Pra terminar, não vou deixar você com aquela sensação que fiquei de pensar o que estaria passando pela cabecinha do João, e contarei da conversa que tivemos logo antes dele dormir. Ele chorou, e eu junto, claro. E quando perguntei o que estava sentindo, ele me disse que achava triste ver que pelas fotos eu e o papai estávamos felizes juntos, mas que ele não estava lá pra ver isso. Eu, extremamente mexida por dentro, com toda a culpa que qualquer mãe sentiria no meu lugar, mas muito focada nele, perguntei então, pela primeira vez depois de sete anos de separação, se ele já tinha se sentido de alguma forma culpado pelo nosso casamento não ter continuado. Ainda chorando, ele disse que sim, e que às vezes achava que nós tínhamos escolhido ficar mais felizes separados pra ele poder ser feliz – porque eu sempre disse que eu e o pai dele só pudemos ser capazes de criar um menino lindo e feliz porque nos demos a chance de sermos felizes também. Choramos juntos, eu disse que compreendia a tristeza dele, que ele tinha todo o direito de sentir tudo aquilo, mas que, a verdade era bem o oposto. E usei então uma ideia que já tinha passado pela minha cabeça algumas vezes, mas nunca tinha colocado pra fora:

“Na verdade, filho, ao invés de ser o motivo de nos separarmos, você fez o contrário, e nos uniu pra sempre! Porque quando um casamento acaba antes de ter filhos, na maioria das vezes o casal não mantém a amizade, perde o contato e, dependendo do caso, nunca mais se encontra! Eu mesma tenho amigas que se separaram há mais de dez anos e nunca mais viram o ex-marido. Só que eu gosto muito, muito mesmo do papai, e sei que sofreria demais se não convivesse mais com ele depois da separação. Então sou grata por você ser o elo que nos une e que vai permitir que a gente seja família pra sempre! Por isso, toda vez que você for pensar no seu papel nessa separação, lembre-se disto: você veio justamente para manter eu e o papai unidos mesmo depois do casamento acabar!”

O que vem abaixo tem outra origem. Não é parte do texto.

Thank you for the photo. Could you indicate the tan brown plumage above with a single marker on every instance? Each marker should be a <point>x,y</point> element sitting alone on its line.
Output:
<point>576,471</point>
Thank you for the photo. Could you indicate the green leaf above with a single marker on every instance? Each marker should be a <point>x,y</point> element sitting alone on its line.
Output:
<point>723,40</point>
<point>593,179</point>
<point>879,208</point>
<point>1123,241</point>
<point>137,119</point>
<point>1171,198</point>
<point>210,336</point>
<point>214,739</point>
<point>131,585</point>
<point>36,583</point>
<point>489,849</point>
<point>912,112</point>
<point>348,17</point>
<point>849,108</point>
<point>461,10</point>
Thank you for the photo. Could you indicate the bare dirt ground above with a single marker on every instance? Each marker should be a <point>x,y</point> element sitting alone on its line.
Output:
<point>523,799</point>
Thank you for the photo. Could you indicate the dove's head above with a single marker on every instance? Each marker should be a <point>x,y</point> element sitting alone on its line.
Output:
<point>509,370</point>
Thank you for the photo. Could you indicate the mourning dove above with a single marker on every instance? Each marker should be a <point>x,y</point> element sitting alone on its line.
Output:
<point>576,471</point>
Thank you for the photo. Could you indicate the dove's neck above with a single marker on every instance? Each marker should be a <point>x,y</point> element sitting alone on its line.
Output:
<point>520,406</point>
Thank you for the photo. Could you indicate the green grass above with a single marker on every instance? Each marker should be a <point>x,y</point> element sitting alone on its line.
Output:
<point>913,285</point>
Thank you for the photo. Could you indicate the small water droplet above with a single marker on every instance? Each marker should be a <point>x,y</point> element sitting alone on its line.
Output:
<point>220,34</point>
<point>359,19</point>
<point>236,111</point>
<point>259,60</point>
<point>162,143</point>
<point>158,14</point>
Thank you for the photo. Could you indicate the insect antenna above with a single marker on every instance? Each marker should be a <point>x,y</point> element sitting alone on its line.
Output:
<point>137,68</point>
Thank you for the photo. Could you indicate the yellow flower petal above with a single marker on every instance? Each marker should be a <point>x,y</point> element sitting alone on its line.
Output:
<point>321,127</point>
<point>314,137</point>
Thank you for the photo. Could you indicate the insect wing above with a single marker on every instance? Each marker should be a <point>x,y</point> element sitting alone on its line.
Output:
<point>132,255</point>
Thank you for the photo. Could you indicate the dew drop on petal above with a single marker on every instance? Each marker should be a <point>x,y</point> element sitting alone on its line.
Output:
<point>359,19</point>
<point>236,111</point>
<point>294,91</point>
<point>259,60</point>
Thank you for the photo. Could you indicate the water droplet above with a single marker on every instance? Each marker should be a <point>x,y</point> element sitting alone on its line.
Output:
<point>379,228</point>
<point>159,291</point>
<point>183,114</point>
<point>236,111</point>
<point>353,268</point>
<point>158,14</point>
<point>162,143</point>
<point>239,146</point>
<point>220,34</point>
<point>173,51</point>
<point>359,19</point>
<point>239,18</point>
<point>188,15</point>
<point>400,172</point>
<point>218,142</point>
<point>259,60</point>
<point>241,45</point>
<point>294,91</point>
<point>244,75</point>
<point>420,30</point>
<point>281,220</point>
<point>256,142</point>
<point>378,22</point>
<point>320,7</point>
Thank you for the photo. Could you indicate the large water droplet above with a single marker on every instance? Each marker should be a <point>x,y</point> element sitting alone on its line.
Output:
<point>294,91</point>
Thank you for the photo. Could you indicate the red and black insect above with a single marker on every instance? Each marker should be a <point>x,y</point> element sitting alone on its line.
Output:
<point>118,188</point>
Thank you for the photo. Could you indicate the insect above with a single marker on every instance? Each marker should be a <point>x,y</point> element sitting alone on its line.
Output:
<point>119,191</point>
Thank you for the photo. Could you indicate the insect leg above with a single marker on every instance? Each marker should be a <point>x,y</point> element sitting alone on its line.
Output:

E aí ele chorou mais ainda, e me abraçou, e assim ficamos uns minutos, chorando abraçados. E quando ele parou e enxugou as lágrimas para falar, me disse: “Esse choro de agora é de alegria! Porque eu tô feliz por ter um pai e uma mãe que me amam tanto e uma família que nunca vai se separar”. É isso! O passado passou. Os caminhos que sonhei, pra mim, pro João, pra vida, podem não ter se realizado como o imaginado. Mas o presente é de alegria e felicidade. Para todos! E o nosso futuro, não importa onde e como estejamos, será assim mesmo, JUNTOS, unidos pelo amor! O tempo agora é de renovação, de deixar ir e de deixar vir! Com a certeza de que não há barreiras que impeçam esse passado de servir como poderosa ferramenta para que, no presente de cada dia, possamos construir um FUTURO BRILHANTE!